(MENAFN) Two Afghan prisoners who had been held in U.S. custody for over 14 years at the Guantanamo Bay detention center since 2002 have been released from house arrest in Oman, announced a Taliban spokesman on Sunday. Abdul Zahir Saber and Abdul Karim were freed from their prolonged confinement due to efforts spearheaded by the Islamic Emirate of Afghanistan, according to Abdul Mateen Qani, a spokesman for the Taliban's interior ministry.
Senior Taliban officials took to social media to share photographs of Saber and Karim along with messages of felicitation. Qani further disclosed that an official welcome ceremony is being arranged in Kabul, the capital of Afghanistan, for their anticipated return on Monday.
The two individuals were detained at Guantanamo until 2017 when they were subsequently transferred to Oman, where they spent the ensuing seven years under house arrest, barred from traveling.

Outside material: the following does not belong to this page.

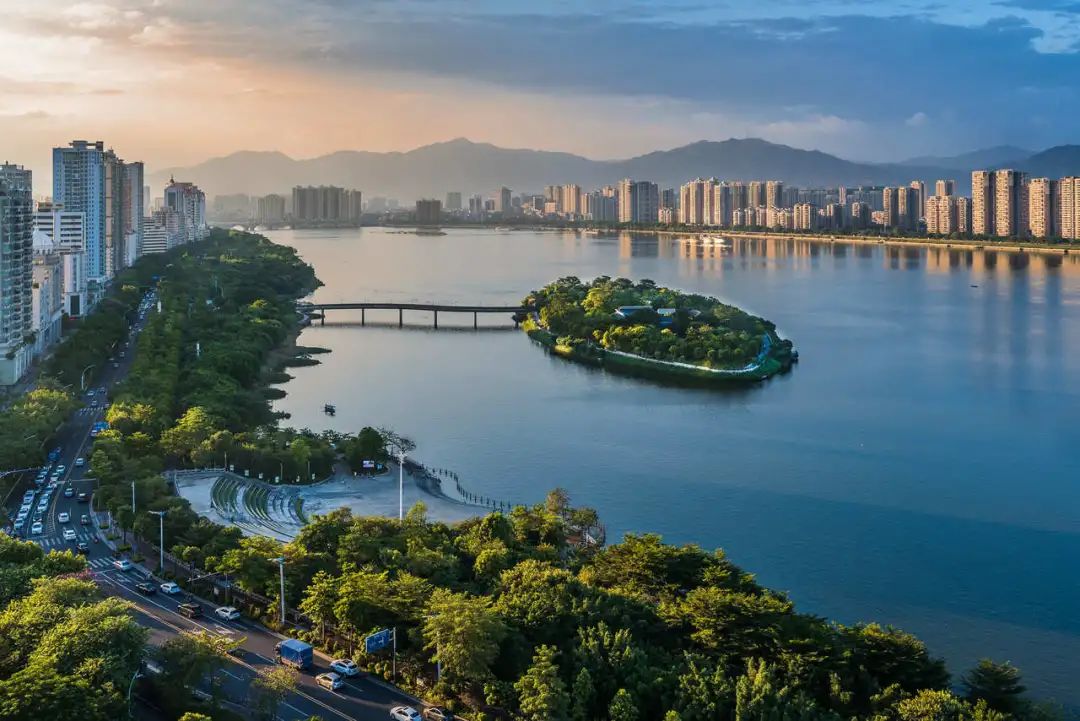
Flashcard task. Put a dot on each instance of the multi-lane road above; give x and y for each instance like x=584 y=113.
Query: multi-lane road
x=361 y=697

The Guantanamo Bay detention center was established by the United States under Leader George W. Bush in January 2002 following the 9/11 terrorist attacks and the invasion of Afghanistan. Initially intended to detain and interrogate individuals suspected of affiliations with al-Qaida or the Taliban, who provided refuge to Osama bin Laden, the center eventually housed numerous suspects from various countries. Over time, reports emerged regarding the mistreatment and torture of detainees, tarnishing the facility's reputation.
Saber, originally hailing from the province of Logar, was apprehended by American forces on May 10, 2002, before being transferred to Bagram prison near Kabul four months later, according to Qani's account.